In 2004 Zoe Molver and David Basckin, who two years previously had made a documentary film about the late great Durban poet Douglas Livingstone, made a film on Garside, in which he was interviewed regarding aspects of his writing and his views on a number of issues pertaining to the practice of poetry in South Africa today. The film, entitled Rough-Cut in Orange was shot at night at the the harbour (close to the BAT Centre) and during the day at the Umgeni River estuary.

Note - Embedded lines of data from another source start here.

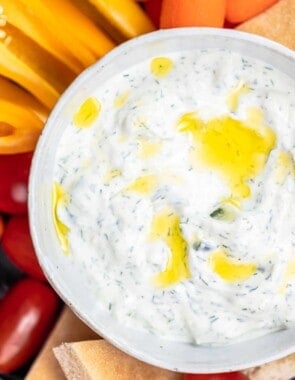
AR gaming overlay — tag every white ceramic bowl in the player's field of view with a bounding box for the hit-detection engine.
[29,28,295,373]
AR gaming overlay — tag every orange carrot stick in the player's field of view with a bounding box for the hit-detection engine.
[160,0,226,28]
[225,0,278,24]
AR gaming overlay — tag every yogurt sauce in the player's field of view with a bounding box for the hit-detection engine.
[53,49,295,345]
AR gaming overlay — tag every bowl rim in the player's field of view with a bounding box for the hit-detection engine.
[28,27,295,374]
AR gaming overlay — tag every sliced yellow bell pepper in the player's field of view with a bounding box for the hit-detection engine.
[88,0,155,40]
[0,24,75,108]
[0,99,43,154]
[1,0,84,74]
[0,76,49,123]
[18,0,114,68]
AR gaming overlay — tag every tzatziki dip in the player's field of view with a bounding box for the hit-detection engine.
[52,49,295,345]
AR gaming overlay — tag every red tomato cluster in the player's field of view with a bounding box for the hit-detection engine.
[0,153,60,373]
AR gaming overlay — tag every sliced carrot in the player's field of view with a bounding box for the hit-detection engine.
[160,0,226,28]
[225,0,278,24]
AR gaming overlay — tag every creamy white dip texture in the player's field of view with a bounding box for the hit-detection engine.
[53,49,295,345]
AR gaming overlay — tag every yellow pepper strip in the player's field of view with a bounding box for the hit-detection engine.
[0,0,84,74]
[0,76,49,123]
[150,211,191,287]
[52,182,70,254]
[17,0,114,68]
[0,24,75,108]
[88,0,155,42]
[40,0,116,58]
[0,99,43,154]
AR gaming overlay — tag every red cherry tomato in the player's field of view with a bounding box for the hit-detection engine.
[2,215,46,281]
[144,0,162,28]
[184,372,248,380]
[0,278,59,373]
[0,215,4,239]
[0,153,32,214]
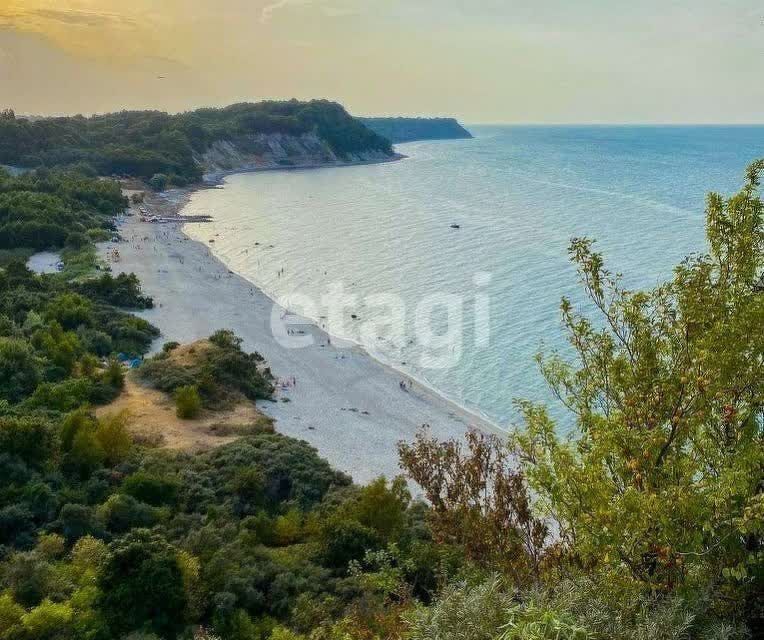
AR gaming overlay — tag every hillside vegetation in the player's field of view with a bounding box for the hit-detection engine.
[0,152,764,640]
[0,100,392,187]
[359,118,472,144]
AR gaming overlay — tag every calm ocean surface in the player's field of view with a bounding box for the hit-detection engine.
[186,126,764,425]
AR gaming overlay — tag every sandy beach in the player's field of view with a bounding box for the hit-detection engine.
[100,185,495,483]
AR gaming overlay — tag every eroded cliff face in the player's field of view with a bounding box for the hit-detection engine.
[196,133,395,174]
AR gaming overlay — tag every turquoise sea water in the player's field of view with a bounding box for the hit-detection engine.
[186,126,764,425]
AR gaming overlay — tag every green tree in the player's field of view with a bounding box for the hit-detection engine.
[514,161,764,621]
[0,338,40,402]
[98,530,187,638]
[175,385,202,420]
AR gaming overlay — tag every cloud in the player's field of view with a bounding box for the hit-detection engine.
[30,9,135,27]
[260,0,310,24]
[260,0,358,24]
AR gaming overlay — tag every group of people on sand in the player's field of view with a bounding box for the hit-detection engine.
[279,376,297,389]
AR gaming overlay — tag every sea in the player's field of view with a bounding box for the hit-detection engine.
[184,126,764,428]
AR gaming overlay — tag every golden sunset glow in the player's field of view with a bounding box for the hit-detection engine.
[0,0,764,122]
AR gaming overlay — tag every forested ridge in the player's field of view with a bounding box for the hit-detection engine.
[359,118,472,144]
[0,155,764,640]
[0,100,392,185]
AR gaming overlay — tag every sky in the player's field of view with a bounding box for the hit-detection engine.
[0,0,764,124]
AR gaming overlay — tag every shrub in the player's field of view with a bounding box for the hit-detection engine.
[122,471,179,507]
[0,338,40,402]
[96,411,133,465]
[175,386,202,420]
[98,531,187,638]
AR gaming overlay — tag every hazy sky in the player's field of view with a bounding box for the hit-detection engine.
[0,0,764,123]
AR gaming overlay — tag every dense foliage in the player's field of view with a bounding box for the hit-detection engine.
[401,161,764,639]
[0,169,126,250]
[0,100,391,188]
[0,146,764,640]
[139,330,273,409]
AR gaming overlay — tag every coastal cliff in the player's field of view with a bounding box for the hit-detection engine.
[0,100,395,189]
[195,133,398,175]
[359,118,472,144]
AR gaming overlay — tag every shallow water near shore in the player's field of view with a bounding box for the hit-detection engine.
[183,127,764,425]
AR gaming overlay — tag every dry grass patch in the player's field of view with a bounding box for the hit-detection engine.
[96,372,273,451]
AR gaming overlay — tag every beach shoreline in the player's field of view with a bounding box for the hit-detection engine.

The film forms part of the collection of films Molver and Basckin have made on Durban writers that is housed in the collections of the National English Language Museum in Grahamstown.

Selected Work

"The following poem was written about 5 years ago and was written in a shocked response to the decision to close the Fine Arts Department at the University of Durban Westville (now the Westville campus of the University of KwaZulu-Natal), where I had (at that point) been teaching for 20 years. The bold print includes graffiti that appeared on the walls of the Fine Art Building (now the Govan Mbeki Centre before its closure)."



Lost City

"and in the end one learns to manipulate bits of the system
like so many parts of a machine"  Edward Said

Sleep tite
tomorrow will bring a dawn of
110% African, Ms World loveliness.

You don't need no Pink Floyd Wall to tell you
beauty is in
the eye of the sponsor;
he has
a superabundance of corporate imagination,
more than enough
for your little head

and will not cost
no Venus arm or De
Milo leg

(learn this, discard all else!).

Whilst and even as
in the former apartheid institution
of my home town
(where at long last I can safely confess
to have worked)

graffiti on the stairs leading to the (foreclosed) Fine Arts atrium
proclaim this space truly indigenous
home-grown, with a vengeance:

philistine who enter
at your peril


welcome to
our arty world


we won't move
ons phola
hier


dis onse
         plek.


It will take gallons of solvent to dissolve such impudence
scrub the place clean of these
and other vibrant hieroglyphics

signs of a lost civilization if ever there were one.